Pack O Review: GEM
At some point, I really ought to acknowledge that each of the titles in the Pack O Games consists of only three letters. Speaking as a wordsmith, that alone is an achievement. I picture Chris Handy lying awake at night, struggling to name his latest creation. “GNT? RBY? NYX? DMN?” He furiously blots out the combinations of letters that fill his notepad, then calls out to his wife, rousing her from her sleep. “What’s another word for a bijou?” he asks, wiping away the perspiration on his forehead with the back of his hand.
Meanwhile, GEM is a game about the high-powered world of diamond auctioning.
Like both of the other Pack O Games entries I’ve played thus far, GEM isn’t exactly reinventing sliced bread. It’s distressingly simple, even for an auction game. Each round sees some gems laid out, usually paired up unless it’s a super-rare diamond, then tasks you with making a bid and hoping nobody trumps it. And hope you must, because this is a one-time bid, once around the table, one and done. There’s no back and forth, no cajoling, no staring in disbelief as the price for an otherwise mundane card ratchets up to insane levels by incremental degrees, spurred on by the same obsessive lobe in our brains that makes us competitive about college sports teams.
In short, it is not anything like eBay.
Instead, it’s a clever little mind game that takes a couple hands before it sinks its hooks into you. If you’re the round leader and there’s a card you want, you don’t have the option of lowballing and eventually getting around to bidding more. Instead, you’ve got to evaluate the table. How much does somebody have to spend? Do they want that particular card? If not, do they want to keep you from laying hands on it? That first bid might be the difference between watching as your prize is snatched out from under you or picking up the pair of gems that will win you the game. Or, y’know, spending way too much when you could have got the card for a song.
The wrinkle is that each round ratchets up the tension by giving you more to spend. Early on you’re limited to your starting coins, the pocket change whose limited value keeps the initial bids low. By reinvesting your leftover cash into your collection between rounds, you increase your bidding power by leaps and bounds, until dropping six or seven moneys at a time isn’t going to cripple your finances outright. Of course, there’s a balance to strike. Because spent gems aren’t worth any points at the end, overspending might force you to carefully save up in order to reinvest in all the right gems.

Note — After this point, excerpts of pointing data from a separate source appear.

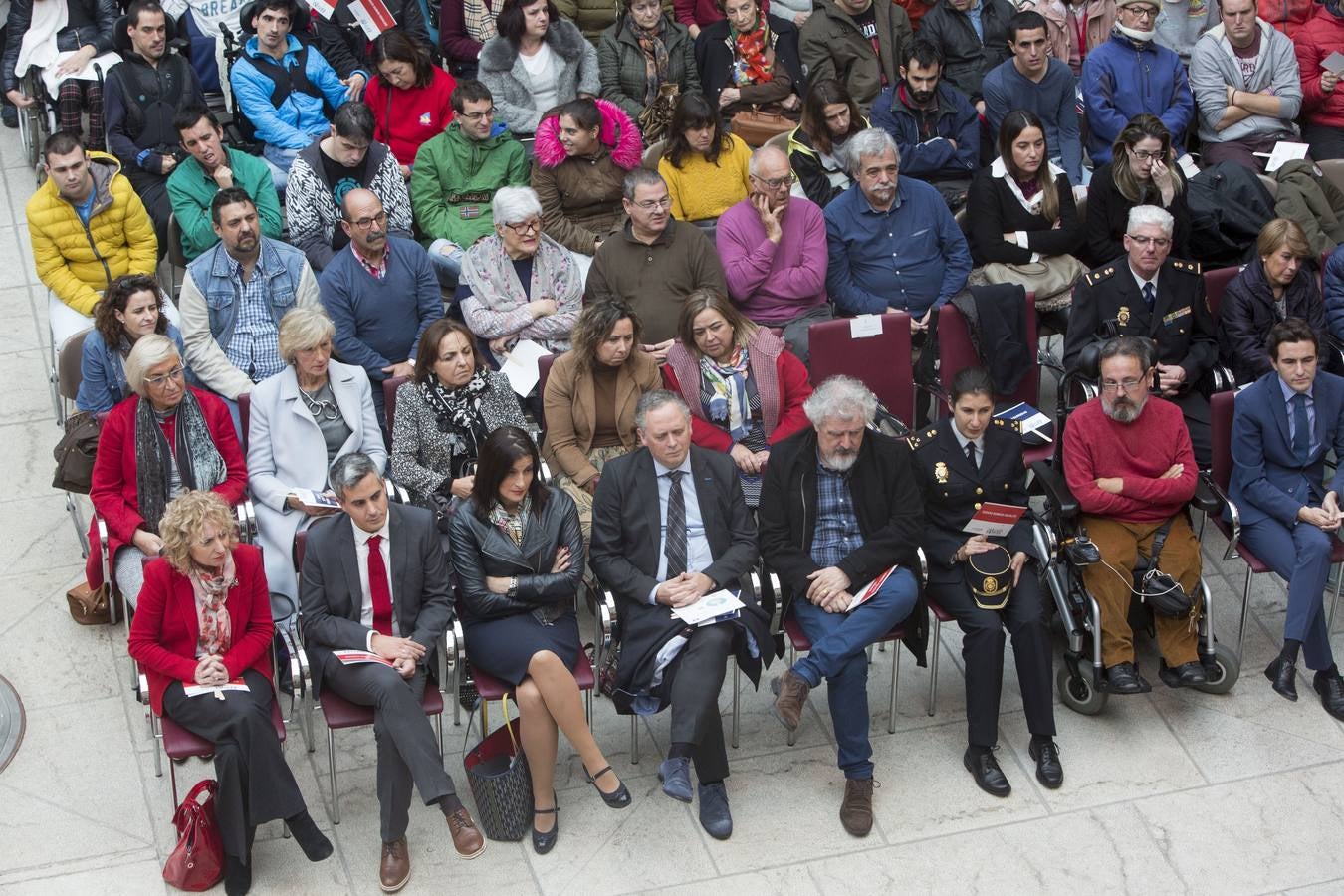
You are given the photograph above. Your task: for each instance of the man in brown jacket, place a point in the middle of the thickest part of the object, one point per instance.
(655, 262)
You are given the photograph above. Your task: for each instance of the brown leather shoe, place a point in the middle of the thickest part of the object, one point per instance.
(790, 693)
(395, 868)
(856, 806)
(467, 838)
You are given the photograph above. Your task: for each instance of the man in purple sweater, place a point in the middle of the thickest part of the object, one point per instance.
(773, 247)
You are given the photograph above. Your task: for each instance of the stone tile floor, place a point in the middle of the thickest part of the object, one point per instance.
(1174, 791)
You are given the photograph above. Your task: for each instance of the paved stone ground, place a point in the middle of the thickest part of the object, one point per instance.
(1164, 792)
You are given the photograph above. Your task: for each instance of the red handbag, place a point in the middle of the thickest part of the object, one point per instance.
(196, 862)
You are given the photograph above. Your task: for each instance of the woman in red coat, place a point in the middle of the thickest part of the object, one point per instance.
(744, 387)
(164, 439)
(204, 622)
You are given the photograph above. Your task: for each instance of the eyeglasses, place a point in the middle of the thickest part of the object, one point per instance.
(175, 375)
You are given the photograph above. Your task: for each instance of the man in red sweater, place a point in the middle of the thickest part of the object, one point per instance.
(1128, 461)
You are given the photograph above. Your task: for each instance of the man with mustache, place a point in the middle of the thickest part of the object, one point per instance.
(1129, 462)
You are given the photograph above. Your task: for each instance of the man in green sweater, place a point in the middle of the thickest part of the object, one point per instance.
(210, 168)
(456, 175)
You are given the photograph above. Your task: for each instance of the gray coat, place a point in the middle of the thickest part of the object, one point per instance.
(502, 70)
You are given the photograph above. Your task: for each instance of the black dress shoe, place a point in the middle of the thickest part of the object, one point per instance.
(1282, 675)
(988, 776)
(1048, 769)
(1331, 687)
(1124, 677)
(1187, 675)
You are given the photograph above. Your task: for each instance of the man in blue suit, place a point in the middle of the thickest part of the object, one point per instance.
(1283, 425)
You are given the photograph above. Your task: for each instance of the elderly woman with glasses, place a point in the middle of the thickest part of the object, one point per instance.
(519, 283)
(302, 419)
(165, 439)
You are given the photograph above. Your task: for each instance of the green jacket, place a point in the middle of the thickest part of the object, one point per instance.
(191, 191)
(454, 179)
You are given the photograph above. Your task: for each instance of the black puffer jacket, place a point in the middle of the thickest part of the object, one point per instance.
(100, 19)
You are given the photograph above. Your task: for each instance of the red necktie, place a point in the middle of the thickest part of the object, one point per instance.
(378, 587)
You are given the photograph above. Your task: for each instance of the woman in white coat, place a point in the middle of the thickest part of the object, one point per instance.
(302, 419)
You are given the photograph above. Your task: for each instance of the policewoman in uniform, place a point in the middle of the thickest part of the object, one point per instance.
(1145, 293)
(984, 581)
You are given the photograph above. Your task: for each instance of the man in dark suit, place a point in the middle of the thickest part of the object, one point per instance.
(1283, 426)
(375, 579)
(669, 526)
(1160, 299)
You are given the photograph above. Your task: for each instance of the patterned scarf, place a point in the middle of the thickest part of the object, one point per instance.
(655, 58)
(199, 462)
(728, 387)
(750, 65)
(211, 590)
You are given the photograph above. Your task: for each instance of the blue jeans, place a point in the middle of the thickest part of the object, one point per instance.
(839, 645)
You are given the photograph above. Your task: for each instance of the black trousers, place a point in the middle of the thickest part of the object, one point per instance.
(254, 784)
(406, 747)
(695, 680)
(983, 652)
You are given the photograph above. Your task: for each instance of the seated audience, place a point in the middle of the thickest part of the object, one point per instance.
(410, 96)
(456, 176)
(1129, 464)
(130, 308)
(816, 145)
(204, 622)
(234, 297)
(696, 539)
(644, 54)
(933, 122)
(444, 414)
(165, 439)
(960, 462)
(285, 88)
(773, 246)
(705, 166)
(208, 168)
(745, 388)
(1289, 511)
(1279, 283)
(538, 61)
(88, 226)
(874, 265)
(1244, 77)
(1143, 171)
(380, 293)
(326, 172)
(302, 419)
(580, 157)
(655, 261)
(590, 396)
(518, 611)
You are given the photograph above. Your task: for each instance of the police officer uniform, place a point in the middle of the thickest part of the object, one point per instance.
(953, 489)
(1108, 301)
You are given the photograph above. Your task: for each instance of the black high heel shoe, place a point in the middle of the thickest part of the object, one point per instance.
(618, 798)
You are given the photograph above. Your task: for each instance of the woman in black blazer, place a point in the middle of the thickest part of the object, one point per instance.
(953, 491)
(518, 550)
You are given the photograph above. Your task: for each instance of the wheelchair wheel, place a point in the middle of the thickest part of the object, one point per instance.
(1078, 692)
(1222, 670)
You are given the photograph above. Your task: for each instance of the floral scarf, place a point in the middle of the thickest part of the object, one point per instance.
(211, 590)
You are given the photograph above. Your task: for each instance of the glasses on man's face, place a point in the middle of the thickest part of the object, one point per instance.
(175, 375)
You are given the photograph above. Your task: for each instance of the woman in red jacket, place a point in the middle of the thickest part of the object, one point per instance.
(204, 622)
(164, 439)
(744, 387)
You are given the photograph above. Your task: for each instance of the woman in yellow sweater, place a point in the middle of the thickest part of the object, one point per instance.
(705, 166)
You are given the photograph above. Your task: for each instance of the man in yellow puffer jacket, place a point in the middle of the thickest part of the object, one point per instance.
(88, 226)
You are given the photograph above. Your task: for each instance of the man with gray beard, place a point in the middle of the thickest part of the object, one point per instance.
(1128, 461)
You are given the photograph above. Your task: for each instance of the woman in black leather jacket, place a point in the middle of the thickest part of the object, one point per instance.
(518, 550)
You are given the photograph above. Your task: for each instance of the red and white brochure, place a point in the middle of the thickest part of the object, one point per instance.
(355, 657)
(995, 519)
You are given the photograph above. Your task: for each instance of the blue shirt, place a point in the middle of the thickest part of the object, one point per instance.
(911, 257)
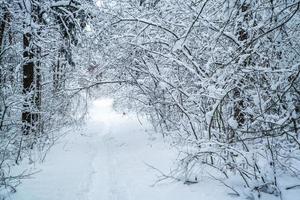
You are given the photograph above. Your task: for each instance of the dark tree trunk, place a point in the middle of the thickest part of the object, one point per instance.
(31, 84)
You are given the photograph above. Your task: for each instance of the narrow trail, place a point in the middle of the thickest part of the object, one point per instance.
(105, 160)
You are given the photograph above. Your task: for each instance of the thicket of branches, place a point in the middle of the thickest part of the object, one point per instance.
(219, 77)
(38, 41)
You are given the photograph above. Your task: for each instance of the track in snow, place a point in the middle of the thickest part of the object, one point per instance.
(106, 161)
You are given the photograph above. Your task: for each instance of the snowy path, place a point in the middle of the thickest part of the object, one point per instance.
(106, 161)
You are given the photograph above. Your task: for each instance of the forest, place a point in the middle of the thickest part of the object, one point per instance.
(218, 81)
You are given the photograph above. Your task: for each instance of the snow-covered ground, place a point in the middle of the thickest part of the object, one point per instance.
(108, 160)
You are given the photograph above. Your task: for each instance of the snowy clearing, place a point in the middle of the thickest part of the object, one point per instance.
(107, 159)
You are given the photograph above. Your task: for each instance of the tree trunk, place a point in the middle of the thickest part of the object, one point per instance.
(31, 83)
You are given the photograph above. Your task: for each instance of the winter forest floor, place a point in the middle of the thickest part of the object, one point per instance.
(108, 159)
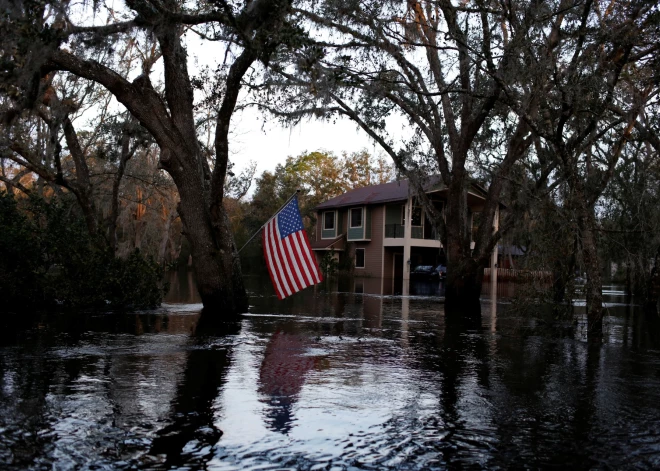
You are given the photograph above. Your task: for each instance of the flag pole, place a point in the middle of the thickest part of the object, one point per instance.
(259, 230)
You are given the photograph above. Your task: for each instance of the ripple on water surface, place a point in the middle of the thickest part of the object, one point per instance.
(328, 381)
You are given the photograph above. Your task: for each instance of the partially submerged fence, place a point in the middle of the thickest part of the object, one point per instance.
(515, 274)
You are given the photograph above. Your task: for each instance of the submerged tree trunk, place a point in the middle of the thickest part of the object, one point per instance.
(593, 288)
(653, 290)
(464, 273)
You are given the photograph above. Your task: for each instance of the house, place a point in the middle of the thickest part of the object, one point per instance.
(383, 230)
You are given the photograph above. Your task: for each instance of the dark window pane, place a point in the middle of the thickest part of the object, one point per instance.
(356, 217)
(416, 217)
(329, 221)
(359, 258)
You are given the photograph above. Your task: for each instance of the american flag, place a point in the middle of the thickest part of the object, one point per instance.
(288, 255)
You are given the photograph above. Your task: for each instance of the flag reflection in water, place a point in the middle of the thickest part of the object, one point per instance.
(282, 375)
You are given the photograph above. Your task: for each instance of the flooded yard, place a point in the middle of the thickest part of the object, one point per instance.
(337, 377)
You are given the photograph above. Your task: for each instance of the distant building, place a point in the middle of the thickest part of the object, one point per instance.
(384, 230)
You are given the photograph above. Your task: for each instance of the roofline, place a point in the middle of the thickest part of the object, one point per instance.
(356, 204)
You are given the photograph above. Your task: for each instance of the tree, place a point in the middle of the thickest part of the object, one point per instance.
(604, 60)
(44, 39)
(443, 68)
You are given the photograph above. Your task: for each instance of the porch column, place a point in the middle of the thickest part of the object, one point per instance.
(496, 227)
(407, 237)
(493, 276)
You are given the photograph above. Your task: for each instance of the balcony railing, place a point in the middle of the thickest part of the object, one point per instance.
(394, 231)
(426, 233)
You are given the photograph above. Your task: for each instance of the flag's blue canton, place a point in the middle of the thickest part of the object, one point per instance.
(289, 220)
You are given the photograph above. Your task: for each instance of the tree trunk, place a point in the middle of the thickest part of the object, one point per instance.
(594, 293)
(464, 274)
(215, 260)
(653, 290)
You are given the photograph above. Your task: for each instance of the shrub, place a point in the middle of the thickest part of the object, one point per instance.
(47, 258)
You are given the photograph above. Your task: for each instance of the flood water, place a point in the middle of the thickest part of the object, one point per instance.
(337, 377)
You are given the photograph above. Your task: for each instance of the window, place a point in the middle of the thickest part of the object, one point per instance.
(476, 220)
(356, 217)
(359, 258)
(416, 216)
(329, 221)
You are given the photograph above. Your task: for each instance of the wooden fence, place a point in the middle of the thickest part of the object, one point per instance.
(514, 274)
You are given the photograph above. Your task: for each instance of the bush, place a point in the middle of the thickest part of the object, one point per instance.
(47, 258)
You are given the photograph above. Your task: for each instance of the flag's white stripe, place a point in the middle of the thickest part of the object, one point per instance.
(292, 257)
(310, 280)
(305, 247)
(273, 242)
(306, 255)
(271, 263)
(285, 262)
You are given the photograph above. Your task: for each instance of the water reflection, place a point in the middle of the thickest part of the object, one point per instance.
(342, 375)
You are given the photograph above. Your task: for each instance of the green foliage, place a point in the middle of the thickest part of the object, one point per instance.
(48, 259)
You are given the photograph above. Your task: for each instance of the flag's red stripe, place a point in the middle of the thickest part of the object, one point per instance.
(269, 264)
(293, 253)
(311, 259)
(303, 264)
(293, 263)
(278, 260)
(276, 268)
(283, 260)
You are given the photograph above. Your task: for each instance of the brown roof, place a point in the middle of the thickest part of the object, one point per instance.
(386, 192)
(329, 244)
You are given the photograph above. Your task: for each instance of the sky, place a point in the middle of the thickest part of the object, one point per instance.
(270, 144)
(255, 136)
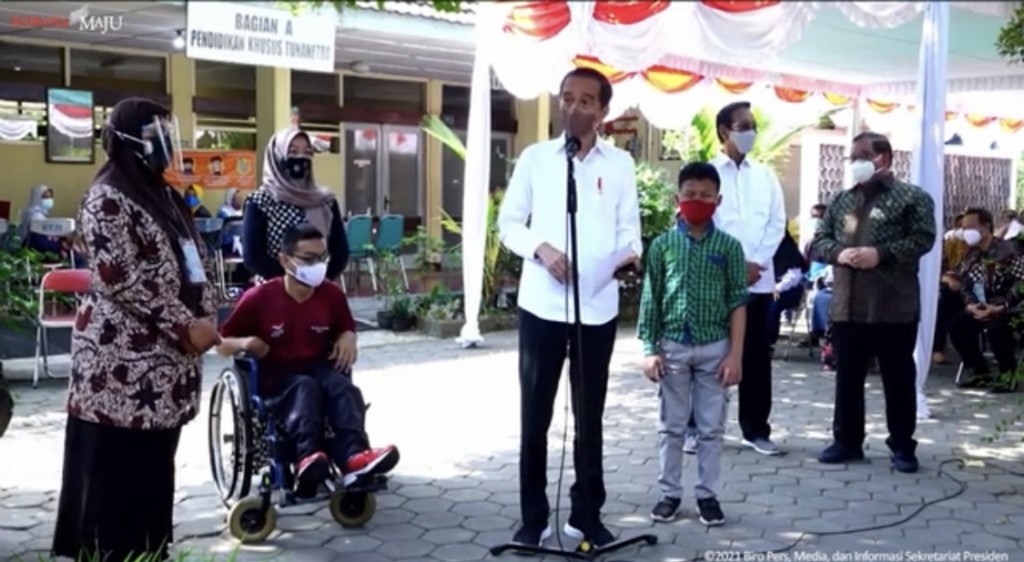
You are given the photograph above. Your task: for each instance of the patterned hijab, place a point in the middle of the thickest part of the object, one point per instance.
(313, 200)
(127, 173)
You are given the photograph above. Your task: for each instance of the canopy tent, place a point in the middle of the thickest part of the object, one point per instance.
(662, 53)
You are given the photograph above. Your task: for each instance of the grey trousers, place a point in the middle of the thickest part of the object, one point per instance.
(690, 384)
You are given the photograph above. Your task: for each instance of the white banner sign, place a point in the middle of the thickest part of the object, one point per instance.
(243, 34)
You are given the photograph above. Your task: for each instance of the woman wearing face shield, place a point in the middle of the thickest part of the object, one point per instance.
(136, 347)
(290, 197)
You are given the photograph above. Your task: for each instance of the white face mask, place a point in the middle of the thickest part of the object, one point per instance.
(743, 140)
(861, 171)
(972, 236)
(312, 274)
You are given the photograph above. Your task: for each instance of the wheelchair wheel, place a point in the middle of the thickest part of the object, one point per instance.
(230, 429)
(248, 522)
(352, 510)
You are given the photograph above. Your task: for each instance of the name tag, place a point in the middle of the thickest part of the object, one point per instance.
(194, 264)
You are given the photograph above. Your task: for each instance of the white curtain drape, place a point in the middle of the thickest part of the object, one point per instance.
(74, 127)
(16, 128)
(476, 188)
(928, 170)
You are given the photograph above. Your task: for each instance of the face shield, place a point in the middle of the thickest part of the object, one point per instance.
(165, 141)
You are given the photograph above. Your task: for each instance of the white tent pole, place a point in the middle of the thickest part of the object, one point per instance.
(928, 171)
(476, 190)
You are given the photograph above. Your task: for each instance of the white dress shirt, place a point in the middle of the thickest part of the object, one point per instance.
(534, 212)
(753, 211)
(791, 279)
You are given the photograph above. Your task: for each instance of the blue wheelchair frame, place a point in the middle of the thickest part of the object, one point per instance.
(351, 505)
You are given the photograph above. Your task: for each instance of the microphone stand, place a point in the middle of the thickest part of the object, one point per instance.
(586, 550)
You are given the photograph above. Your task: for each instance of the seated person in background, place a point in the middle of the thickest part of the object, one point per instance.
(54, 249)
(230, 244)
(194, 199)
(302, 333)
(790, 268)
(1010, 226)
(992, 274)
(956, 232)
(231, 209)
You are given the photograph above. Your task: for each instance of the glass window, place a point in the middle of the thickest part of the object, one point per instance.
(361, 167)
(384, 94)
(31, 65)
(314, 88)
(224, 81)
(117, 72)
(402, 157)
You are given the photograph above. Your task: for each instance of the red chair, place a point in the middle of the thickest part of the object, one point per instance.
(59, 282)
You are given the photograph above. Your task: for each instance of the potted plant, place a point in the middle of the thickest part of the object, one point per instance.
(396, 309)
(400, 313)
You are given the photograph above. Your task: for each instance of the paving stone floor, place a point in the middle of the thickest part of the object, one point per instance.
(455, 415)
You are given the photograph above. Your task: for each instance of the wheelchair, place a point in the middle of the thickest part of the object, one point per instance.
(257, 447)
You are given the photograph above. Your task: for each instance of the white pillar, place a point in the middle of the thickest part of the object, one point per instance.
(928, 172)
(476, 191)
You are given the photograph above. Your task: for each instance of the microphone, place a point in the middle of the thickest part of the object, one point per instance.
(571, 145)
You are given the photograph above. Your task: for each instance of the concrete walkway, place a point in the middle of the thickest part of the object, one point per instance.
(455, 415)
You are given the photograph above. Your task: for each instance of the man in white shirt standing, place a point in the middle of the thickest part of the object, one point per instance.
(753, 211)
(532, 222)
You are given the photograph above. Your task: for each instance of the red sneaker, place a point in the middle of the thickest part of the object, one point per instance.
(373, 461)
(310, 472)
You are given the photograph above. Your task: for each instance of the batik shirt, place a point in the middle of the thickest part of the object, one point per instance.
(996, 272)
(129, 365)
(898, 220)
(690, 288)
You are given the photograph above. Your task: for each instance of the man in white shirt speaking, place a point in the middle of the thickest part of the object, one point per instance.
(753, 211)
(534, 223)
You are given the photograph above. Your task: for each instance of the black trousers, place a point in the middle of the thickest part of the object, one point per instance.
(965, 333)
(950, 304)
(755, 387)
(893, 344)
(302, 402)
(543, 348)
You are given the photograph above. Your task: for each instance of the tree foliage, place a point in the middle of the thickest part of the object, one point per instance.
(1011, 41)
(296, 7)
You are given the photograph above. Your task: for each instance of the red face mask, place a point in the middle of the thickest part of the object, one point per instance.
(696, 212)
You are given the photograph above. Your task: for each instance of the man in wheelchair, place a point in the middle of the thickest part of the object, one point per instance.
(302, 334)
(992, 274)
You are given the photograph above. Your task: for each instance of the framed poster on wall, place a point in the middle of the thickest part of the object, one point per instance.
(70, 127)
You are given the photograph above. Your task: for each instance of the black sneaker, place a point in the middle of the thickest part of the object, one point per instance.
(600, 535)
(838, 454)
(666, 510)
(711, 512)
(531, 535)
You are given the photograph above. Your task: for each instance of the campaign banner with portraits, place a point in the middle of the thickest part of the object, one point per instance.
(215, 170)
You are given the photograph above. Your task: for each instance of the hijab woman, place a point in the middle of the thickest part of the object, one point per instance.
(289, 197)
(136, 347)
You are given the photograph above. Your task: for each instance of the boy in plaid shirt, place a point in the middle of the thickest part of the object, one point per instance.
(692, 317)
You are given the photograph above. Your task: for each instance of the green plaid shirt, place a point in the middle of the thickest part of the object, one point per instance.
(898, 220)
(690, 288)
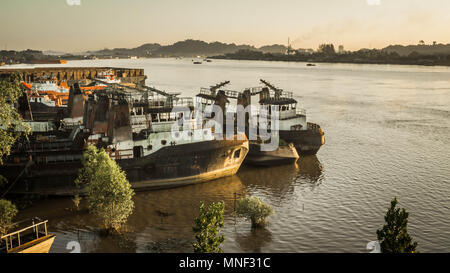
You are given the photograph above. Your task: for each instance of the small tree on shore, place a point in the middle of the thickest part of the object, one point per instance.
(394, 237)
(12, 126)
(253, 209)
(207, 227)
(7, 212)
(109, 194)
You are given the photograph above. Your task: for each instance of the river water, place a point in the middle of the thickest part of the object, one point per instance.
(387, 131)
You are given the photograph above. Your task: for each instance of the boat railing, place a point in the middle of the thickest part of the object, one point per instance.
(13, 239)
(183, 101)
(300, 111)
(205, 91)
(314, 127)
(231, 93)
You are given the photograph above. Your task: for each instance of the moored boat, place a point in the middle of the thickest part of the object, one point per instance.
(135, 128)
(293, 126)
(32, 238)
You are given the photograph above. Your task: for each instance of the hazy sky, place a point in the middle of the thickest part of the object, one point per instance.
(96, 24)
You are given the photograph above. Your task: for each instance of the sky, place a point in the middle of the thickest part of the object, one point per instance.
(80, 25)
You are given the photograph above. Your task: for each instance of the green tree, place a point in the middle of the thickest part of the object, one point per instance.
(254, 209)
(7, 212)
(207, 227)
(109, 194)
(12, 125)
(394, 237)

Like HUE, GEM is at its best when it’s providing you with simple tools and a goal, goading you into some self-doubt, then just leaving you alone to bump up against your friends’ competing intentions. Being locked in a three-way spending spree to access the most emeralds isn’t what you’d call deep, especially because its one-bid system means you never really get “locked” into anything, but it does provide a decent volume of drama for such a slender package. Not the sort of game that would likely hit the table on a regular game night, but you could certainly do worse on a rainy vacation.
Posted on April 17, 2017, in Board Game and tagged Board Games, GEM, Pack O Game, Perplext, The Fruits of Kickstarter. Bookmark the permalink. 4 Comments.
So overall, as expected, this little box of little game is more of a cute gimmick that will gather dust than a collection of great little games, is it not?
Depends on how you engage with your games. Most of these aren’t titles I’d play at a game night, but I could see myself carrying the Pack O Games around in a backpack to goof around with at work or on a vacation. By the time I’m done with both sets, though, it will probably be pared down to just the best ones. HUE in particular is a good time-waster.
Unfortunately, so far it doesn’t quite measure up to Level 99’s Minigame Library, which included some genuinely awesome stuff. Infinity Dungeon, Master Plan, and Pixel Tactics were all wonderful. Noir and Grimoire Shuffle weren’t bad either. By comparison, Pack O Games feels like it may have taken its compactness two sizes too far.